Ken spent a number of years as a teenager living in Papua New Guinea. There, he saw first hand the devastating effects of malaria. Even after leaving PNG for university, Ken kept in touch with the close friends he had made while living there. Over the years, letters, emails and phone calls continued to arrive telling of yet another death due to malaria.
Early in 2009, Ken decided to actively pursue the raising of awareness about malaria, and combining his aviation experience and his life in Papua New Guinea, Millions Against Malaria was born.
Ken learned to fly in PNG and currently holds an Australian Commercial Pilot’s Licence along with a S/E Command Instrument Rating which he achieved through Bendigo Aviation Services.
Ken Evers works in the Animal Standards Unit of the Victorian Department of Primary Industries where he is heavily involved in Australia’s National Livestock Identification System (NLIS). Ken is married to Kimberly, and they have three sons; Kristoffer, Kyle and Kaden.
Tim grew up in Victoria, Australia and joined the Victorian Police Force after completing high school. Largely due to the influence of his father, Tim started flying in 1975. In 1985, Tim obtained his Australian Commercial Pilot’s Licence and entered New Tribes Bible College in Sydney.
Tim and his family then moved over to the United States in 1988 where he conducted further aviation training with New Tribes Mission Aviation. While in the USA, Tim obtained his US Commercial Pilot’s Licence.
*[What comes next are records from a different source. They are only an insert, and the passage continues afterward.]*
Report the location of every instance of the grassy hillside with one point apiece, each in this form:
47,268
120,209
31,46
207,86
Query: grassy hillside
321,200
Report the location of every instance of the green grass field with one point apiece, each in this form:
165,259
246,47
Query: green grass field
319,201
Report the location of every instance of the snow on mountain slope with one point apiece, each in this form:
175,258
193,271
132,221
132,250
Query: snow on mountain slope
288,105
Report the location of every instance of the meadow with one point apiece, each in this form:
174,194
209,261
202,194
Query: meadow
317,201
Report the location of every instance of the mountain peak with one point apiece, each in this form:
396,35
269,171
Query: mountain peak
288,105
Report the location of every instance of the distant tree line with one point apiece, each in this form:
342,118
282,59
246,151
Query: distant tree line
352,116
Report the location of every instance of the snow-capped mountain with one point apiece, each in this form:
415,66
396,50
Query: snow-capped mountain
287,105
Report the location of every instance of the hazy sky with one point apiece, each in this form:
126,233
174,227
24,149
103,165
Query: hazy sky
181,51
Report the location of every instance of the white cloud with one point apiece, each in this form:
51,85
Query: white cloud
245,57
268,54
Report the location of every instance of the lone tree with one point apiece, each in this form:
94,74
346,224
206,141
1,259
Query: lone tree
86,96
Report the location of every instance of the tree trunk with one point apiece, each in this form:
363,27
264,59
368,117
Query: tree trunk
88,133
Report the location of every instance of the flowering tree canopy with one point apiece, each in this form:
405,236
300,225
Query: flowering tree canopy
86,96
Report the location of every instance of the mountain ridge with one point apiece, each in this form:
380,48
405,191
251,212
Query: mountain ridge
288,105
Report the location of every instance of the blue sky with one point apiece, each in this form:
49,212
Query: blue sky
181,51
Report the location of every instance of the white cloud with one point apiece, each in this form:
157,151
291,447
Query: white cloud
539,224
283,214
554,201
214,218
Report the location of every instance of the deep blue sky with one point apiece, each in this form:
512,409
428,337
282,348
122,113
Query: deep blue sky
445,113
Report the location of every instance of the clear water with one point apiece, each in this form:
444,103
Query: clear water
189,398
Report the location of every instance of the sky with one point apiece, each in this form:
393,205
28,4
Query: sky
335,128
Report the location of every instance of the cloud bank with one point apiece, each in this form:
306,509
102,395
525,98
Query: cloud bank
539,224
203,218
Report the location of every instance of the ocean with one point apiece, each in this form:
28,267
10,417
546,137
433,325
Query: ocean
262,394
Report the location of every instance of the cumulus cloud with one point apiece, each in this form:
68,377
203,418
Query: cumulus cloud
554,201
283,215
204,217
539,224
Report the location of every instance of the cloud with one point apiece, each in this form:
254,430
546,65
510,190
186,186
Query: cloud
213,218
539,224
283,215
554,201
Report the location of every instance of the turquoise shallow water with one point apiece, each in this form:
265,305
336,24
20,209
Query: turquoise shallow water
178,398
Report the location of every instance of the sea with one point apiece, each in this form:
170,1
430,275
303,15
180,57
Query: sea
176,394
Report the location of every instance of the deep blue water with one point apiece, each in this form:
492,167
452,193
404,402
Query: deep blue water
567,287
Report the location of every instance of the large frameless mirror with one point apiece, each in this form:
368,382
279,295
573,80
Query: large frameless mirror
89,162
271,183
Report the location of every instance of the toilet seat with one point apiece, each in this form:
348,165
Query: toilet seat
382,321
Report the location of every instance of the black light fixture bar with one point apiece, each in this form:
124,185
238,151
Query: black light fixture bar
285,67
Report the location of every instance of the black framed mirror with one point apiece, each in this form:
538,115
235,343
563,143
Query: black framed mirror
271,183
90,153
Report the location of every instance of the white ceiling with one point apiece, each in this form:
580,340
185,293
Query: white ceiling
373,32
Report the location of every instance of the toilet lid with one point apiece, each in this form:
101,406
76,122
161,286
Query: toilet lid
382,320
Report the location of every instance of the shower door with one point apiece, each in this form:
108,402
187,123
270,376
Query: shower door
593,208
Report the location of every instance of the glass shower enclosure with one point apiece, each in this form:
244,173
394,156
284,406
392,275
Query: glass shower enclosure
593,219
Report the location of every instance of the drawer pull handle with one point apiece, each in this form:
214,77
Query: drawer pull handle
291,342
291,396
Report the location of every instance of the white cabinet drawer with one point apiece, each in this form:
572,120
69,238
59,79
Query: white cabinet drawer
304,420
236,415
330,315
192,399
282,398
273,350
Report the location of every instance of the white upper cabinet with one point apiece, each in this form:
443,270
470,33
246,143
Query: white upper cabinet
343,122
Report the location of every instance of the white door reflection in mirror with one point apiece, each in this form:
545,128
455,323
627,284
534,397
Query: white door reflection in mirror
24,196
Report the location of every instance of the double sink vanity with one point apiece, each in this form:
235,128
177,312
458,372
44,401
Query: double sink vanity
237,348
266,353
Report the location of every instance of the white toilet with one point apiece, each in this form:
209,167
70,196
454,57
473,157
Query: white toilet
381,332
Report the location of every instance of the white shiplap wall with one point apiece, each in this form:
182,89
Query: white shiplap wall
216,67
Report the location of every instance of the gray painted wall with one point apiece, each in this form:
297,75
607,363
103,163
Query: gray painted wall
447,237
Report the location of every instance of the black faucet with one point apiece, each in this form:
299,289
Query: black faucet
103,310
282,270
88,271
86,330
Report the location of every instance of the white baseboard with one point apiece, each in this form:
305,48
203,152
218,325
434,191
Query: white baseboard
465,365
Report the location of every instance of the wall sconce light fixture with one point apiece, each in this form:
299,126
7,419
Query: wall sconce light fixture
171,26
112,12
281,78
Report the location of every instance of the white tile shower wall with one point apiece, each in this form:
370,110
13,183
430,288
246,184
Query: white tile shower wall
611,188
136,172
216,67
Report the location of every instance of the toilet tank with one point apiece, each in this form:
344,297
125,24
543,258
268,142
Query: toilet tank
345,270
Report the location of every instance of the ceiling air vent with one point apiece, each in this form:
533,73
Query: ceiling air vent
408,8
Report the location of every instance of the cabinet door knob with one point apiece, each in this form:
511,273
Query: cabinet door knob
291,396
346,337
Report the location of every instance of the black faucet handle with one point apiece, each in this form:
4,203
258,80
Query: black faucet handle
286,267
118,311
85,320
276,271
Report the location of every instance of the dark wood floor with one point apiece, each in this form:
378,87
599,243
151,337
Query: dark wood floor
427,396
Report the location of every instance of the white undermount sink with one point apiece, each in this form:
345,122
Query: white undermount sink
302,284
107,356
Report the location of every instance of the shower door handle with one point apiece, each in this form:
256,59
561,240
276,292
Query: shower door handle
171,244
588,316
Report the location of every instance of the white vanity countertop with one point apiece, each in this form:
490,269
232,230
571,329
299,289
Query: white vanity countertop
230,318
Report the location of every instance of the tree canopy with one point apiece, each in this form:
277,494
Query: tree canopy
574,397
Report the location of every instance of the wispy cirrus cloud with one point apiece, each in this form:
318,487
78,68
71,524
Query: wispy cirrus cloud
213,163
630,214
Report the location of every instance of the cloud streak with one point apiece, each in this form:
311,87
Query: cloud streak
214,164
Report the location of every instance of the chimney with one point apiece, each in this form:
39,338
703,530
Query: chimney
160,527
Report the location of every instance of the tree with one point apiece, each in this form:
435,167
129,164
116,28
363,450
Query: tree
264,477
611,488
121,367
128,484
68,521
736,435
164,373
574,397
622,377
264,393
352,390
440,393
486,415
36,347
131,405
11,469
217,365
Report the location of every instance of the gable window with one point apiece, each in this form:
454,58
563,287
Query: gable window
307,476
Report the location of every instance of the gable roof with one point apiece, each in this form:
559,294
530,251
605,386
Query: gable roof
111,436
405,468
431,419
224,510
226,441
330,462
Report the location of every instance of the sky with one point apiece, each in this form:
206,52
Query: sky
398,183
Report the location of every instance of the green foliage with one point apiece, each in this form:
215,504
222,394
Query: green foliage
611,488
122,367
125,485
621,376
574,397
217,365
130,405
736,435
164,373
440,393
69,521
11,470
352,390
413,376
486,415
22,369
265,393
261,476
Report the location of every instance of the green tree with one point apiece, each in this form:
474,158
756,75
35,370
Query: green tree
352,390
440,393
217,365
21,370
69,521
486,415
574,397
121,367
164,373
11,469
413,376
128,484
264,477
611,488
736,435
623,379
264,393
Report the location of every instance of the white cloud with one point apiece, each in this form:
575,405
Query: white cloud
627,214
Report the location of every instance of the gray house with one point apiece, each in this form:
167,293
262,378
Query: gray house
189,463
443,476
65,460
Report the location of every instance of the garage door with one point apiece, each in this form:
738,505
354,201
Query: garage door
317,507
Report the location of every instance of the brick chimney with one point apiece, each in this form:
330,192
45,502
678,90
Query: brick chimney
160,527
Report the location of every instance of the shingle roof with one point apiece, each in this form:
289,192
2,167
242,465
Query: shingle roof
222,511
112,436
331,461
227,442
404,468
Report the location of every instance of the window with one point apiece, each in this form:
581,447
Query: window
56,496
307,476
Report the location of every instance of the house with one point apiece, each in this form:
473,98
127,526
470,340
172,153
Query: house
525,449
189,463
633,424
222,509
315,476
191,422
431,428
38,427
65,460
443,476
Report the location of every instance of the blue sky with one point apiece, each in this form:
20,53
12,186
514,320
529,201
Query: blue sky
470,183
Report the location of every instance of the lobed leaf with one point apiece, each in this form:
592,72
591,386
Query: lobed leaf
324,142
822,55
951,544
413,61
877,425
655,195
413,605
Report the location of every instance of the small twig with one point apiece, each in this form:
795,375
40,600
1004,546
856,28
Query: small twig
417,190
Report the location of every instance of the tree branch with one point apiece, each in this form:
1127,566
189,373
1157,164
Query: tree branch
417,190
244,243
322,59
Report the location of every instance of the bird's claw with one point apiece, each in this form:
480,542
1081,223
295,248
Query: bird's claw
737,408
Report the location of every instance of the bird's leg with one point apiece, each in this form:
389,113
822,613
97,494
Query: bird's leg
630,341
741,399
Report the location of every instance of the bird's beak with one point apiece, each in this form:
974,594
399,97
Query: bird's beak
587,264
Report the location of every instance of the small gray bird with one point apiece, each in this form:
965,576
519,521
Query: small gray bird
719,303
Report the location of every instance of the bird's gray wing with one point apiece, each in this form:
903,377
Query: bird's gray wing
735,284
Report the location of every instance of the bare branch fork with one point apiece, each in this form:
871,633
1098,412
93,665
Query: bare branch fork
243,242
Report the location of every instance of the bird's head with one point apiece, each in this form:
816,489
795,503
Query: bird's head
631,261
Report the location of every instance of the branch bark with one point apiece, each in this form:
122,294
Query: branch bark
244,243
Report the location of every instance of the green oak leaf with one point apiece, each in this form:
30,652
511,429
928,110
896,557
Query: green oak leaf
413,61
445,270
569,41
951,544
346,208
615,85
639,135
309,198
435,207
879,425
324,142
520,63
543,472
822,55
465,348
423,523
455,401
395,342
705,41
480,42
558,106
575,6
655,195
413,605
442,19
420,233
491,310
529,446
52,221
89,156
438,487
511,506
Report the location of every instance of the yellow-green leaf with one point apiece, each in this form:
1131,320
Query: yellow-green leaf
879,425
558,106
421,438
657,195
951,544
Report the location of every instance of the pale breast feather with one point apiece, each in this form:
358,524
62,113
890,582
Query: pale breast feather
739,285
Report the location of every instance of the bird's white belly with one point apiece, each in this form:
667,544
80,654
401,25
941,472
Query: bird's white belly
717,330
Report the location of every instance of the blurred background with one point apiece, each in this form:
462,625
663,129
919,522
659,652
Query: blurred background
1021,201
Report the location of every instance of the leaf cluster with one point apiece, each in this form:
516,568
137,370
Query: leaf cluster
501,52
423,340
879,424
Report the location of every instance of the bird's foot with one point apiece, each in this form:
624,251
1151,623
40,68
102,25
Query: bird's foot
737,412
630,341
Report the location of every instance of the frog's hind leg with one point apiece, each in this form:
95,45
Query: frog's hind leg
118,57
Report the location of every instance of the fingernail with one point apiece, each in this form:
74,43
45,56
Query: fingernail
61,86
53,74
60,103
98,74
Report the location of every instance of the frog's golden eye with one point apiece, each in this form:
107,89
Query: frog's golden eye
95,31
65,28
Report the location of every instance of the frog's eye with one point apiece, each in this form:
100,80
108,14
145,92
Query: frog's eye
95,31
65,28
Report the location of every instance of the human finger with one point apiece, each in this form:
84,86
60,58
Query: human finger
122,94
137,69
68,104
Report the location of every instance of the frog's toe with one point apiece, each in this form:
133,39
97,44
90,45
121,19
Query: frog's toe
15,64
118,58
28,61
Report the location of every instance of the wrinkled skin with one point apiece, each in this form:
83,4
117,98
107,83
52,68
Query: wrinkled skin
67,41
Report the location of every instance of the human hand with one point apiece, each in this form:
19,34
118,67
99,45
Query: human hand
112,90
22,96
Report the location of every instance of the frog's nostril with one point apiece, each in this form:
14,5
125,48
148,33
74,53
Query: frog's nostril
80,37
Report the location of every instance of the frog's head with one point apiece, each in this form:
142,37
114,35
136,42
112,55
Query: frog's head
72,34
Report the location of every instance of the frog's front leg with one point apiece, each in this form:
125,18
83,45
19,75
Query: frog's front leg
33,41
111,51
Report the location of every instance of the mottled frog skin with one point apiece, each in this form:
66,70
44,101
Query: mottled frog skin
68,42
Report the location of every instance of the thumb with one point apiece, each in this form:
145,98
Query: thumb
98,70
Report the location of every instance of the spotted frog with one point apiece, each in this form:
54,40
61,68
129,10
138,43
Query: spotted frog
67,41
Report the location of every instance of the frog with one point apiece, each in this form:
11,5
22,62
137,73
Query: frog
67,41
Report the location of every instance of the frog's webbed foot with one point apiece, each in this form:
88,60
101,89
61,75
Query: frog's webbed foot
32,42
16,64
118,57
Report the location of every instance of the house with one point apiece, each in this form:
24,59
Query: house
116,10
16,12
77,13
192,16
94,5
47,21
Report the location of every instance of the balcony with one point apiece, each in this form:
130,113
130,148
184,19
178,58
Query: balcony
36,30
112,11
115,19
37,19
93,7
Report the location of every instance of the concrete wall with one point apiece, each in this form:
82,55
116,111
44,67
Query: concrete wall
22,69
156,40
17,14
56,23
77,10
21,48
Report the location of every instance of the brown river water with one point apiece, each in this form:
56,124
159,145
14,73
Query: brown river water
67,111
In 1989, serving New Tribes Mission, Tim passed a mountain and bush flying course, and moved to Papua New Guinea where he also obtained his PNG Commercial Pilot’s Licence. While in Papua New Guinea, he amassed over 2700 hours flying into some of the world’s most rugged airstrips under incredibly challenging flying conditions.
Tim also had the unfortunate experience of contracting malaria himself four times, and in his capacity as a pilot in PNG saw the death and suffering malaria causes throughout so much of Papua New Guinea.
Tim currently owns his own building company, Rock Solid Foundations, in Bendigo,Victoria. Tim is married to Sue, and they have four children; Nat, Rachel, Leigh and Bree. Tim and Sue are also the proud grandparents of four grandchildren.
Mouna Sogo is from East Sepik and Central parentage inPapua New Guinea, but grew up inPort Moresby. Almost every citizen of PNG has suffered from malaria more than once in their lives and Mouna is no exception. She has personally experienced and witnessed countless cases of the disease affecting and destroying lives within her country.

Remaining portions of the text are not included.